その時の俺のステータスはこうなっていた。
ステータス
体力40 攻撃力30 防御力9 魔力9999 速さ50
職業
勇者
スキル
《全属性使い》《上級剣術》《ステータスチェック》
これにより俺はこのスライムすらいない世界で「勇者」として生まれつき、まさかの魔力9999という規格外過ぎてもはやチートの魔力を手にしていた事が判明したのだ。
このままでは今までの平穏な暮らしが将来的になくなってしまう可能性の肥大化に対抗して、俺のこのチート級魔力のコントールに乗り出した。
このチート級魔力には本当に苦労させられた。村の近くにある山で試しにホへ〜と《火属性》の下級魔法 "ファイヤーボール" を使って見たところ、大岩ぐらいの大きさにも膨れ上がり、木々を燃やしていった。
山火事を起こした俺は、村に影響が出るかもしれないと焦り《水属性》の下級魔法 "ウォーターポンプ" を使ってしまったのだ。木に燃え移った火は消す事ができたが、水は湖でも作るのかという程に放たれ、その勢いでポーンと俺が吹き飛ぶと同時に ゴゴゴゴゴ と音が聞こえて地面がずり落ちていった。土砂崩れだ。
土砂に呑まれそうになった俺は《風属性》の下級魔法 "ウィングカッター" を下に向かって放てば助かるのではと考えて使い、山全体を見下ろせる高さまで空中に放り出された。
もちろんそんな高さから身を守る術なんてない俺はただただ落下していく事しかできなかった。
木々の枝や幹に当たって傷だらけになりながらも池に落ちたので命はあったが、両腕と左脚、肋骨4本の骨折をした。いろんな意味で忘れられない思い出だ。
その後、なんとか村の大人が助けに来てくれて助かった、大人には土砂崩れに巻き込まれたとちょっと無理な嘘をついた。
ヒスリーさんやアリーナには泣きながら怒られたので本気で反省したけれど、何度か同じ事が続いたのは仕方がなかったと思う…けど悪かった。
そんな危険なチート級魔力対策は地道にコツコツ頑張ってやる事が大切で、とっても集中して魔力の放出量を抑えてやらなきゃいけない。何度失敗して木々が燃えても、地滑りが起きても、吹き飛ばされも、制御出来なきゃもっともっと大変な事が起こる!そう自分に自己暗示して5年間、必死というかもう死を覚悟して訓練し続けた。

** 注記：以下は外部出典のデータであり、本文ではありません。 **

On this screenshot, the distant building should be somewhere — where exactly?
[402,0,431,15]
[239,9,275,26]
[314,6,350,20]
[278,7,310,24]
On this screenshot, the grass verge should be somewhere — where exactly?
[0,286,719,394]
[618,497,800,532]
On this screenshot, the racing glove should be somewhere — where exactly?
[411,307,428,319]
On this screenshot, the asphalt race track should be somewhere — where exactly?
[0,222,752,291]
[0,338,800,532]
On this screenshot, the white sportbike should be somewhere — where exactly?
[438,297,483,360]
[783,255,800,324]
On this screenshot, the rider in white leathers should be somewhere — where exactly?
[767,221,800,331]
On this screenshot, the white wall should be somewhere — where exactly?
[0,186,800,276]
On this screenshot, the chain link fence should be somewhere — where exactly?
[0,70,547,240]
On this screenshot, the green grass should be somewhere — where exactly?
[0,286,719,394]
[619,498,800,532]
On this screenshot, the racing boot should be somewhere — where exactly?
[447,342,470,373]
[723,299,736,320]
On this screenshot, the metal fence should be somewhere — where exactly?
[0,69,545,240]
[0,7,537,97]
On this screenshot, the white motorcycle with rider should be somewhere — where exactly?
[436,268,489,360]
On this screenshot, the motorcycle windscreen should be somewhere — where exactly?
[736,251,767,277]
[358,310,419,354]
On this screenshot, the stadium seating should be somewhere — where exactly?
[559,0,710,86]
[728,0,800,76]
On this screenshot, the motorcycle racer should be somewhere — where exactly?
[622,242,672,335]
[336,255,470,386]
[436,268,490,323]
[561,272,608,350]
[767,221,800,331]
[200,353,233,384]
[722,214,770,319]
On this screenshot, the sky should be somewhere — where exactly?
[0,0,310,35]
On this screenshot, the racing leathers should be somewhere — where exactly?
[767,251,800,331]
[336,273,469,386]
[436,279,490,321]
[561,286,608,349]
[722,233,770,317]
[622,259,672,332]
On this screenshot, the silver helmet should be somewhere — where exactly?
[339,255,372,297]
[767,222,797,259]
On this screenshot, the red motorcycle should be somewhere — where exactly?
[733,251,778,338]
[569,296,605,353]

その結果、ファイヤーボールはみんなと同じサッカーボールくらいの大きさになったし、ウォーターポンプは家のバスタブいっぱいくらいの量になり、ウィングカッターは俺自身が吹き飛ばされる事も木が吹き飛ばされる事もなくなった。できた時には嬉しすぎて1分程ぴょんぴょんと飛び回った。